Even more interestingly, it's possible that the quantum foam that permeates space is a harbinger of a whole new universe that will arise one day. Physicists now suspect that this strange property of our universe suggests that we are living in a false vacuum. That is, the vacuum in our universe is not at its lowest possible energy state. This means that, much like the elements inside iron stars will eventually fuse into iron via quantum tunneling in order to reach a lower energy state, the vacuum itself could eventually tunnel towards a lower energy state.

What exactly that entails is anybody's guess right now. It is believed that if such an event were to occur at some point in the universe, it would start spreading out in all directions at the speed of light, annihilating everything in its path and leaving behind a brand new universe in its wake. This may already have occurred somewhere in our universe. Since the event would travel at the speed of light, we would have no way of knowing because it would annihilate us at the same moment that the first bits of information about the event reached us.

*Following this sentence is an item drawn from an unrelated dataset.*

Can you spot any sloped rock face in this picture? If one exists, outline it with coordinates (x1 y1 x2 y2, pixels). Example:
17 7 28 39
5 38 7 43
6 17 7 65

Nonetheless, such an event could bring about an explosive end to the Dark Era, and start a fertile new beginning for this universe. It has even been hypothesised that our own universe came about as a result of such an event! Even before modern physics brought all of these ideas to the table, philosophers and scientists have speculated on the idea that the world goes through cycles of death and rebirth. Notably, the idea is a key concept in Ancient Egyptian religion.

This is as far as the time machine can currently take you. The ideas presented here are based on current observations and scientific knowledge, and may become outdated as new discoveries are made. While there is currently no reason to believe that these ideas are inaccurate, it's worth keeping in mind how much scientific knowledge has evolved in just the past century.